FanFiction.Net (often abbreviated as FF.Net or FFN) is an automated fan fiction archive site. It was founded on October 15, 1998[1] by Los Angeles computer programmer Xing Li, who also runs the site. The first fics to be posted were a few stories about Buffy the Vampire Slayer. As of 2009, FanFiction.Net is the largest and most popular fan fiction website in the world. It has nearly 2.2 million users and hosts stories in over 30 languages.[2]

The site is split into nine main categories: Anime/Manga, Books, Cartoons, Miscellaneous, Games, Comics, Movies, Plays/Musicals, and TV Shows. As of March 27, 2009, a new feature was added to the site - the Crossover categories. Users who complete the free registration process can submit their fan fiction, maintain a user profile, review other stories, contact each other via email or private messages, and maintain a list of favorite stories and authors. There are also centralized communities and forums.

Contents

Creation

The site was created in late 1998 by student Xing Li as a repository for fan-created stories that revolved around characters from popular literature, television, comics, or real-world celebrities. Unlike other fan fiction sites, FanFiction.Net allowed stories about any characters rather than revolve around a specific set of characters, such as those from Naruto, Harry Potter or Kingdom Hearts. Registration was open to all people who claimed to be over 18, and by 2002 over 118,000 people were registered. (The age limit has since been moved down to 13.) At that time, one-third of the registrants self-identified as 18 or younger, and 80% were female.

Site structure

Writers may upload their stories to the site and assign them a category and rating (such as K, K+, T, and M). The ratings are no longer done on the MPAA system and a list of explanations for the rating system currently employed is available from the drop-down rating menu in each of the individual archives on the site.[3] The MA (18+) rating is not permitted on this site.

There is no screening or editorial board, but readers are able to leave reviews of the stories.[4] While reviews can be left by those without accounts, it is an option for all writers on the site to not allow "unsigned reviews," meaning reviews made by those who are not signed into an account.

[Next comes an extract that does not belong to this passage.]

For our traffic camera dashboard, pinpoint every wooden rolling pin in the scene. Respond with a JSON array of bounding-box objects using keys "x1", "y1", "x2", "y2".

In October 2008, the site underwent a major redesign of their admin/user area. Changes to how users check hits and reviews, post chapters, etc. were made. User opinions on the changes have been split.

Popular sections

As of March 9, 2010, the top 26 fandoms on the site (that is, the fandoms with the most stories submitted) are:[5]

1. Harry Potter (446,461)
2. Naruto (228,354)
3. Twilight (136,076)
4. Inuyasha (92,183)
5. Yu-Gi-Oh (50,875)
6. Kingdom Hearts (50,800)
7. Lord of the Rings (42,972)
8. Gundam Wing/AC (40,285)
9. Bleach (38,097)
10. Buffy the Vampire Slayer (38,085)
11. Supernatural (TV Series) (33,645)
12. Digimon (33,038)
13. Dragon Ball Z (31,812)
14. Sailor Moon (31,605)
15. Fullmetal Alchemist (30,490)
16. Final Fantasy VII (30,320)
17. Pokémon (29,938)
18. Teen Titans (25,476)
19. CSI (24,484)
20. Star Wars (23,675)
21. Card Captor Sakura (23,483)
22. Yu Yu Hakusho (22,738)
23. Avatar: the Last Airbender (22,454)
24. Stargate: SG-1 (22,385)
25. Wrestling (21,297)
26. Death Note (21,247)

Harry Potter has easily been the most popular section of the site since around 2003.

Disallowed fanfiction and bans

Trademark issues

FanFiction.Net instituted several policy changes as it grew in size and popularity. These policies frequently led to the deletion of fan fiction that was based on the copyrighted works of certain published authors or contained specifically-targeted content.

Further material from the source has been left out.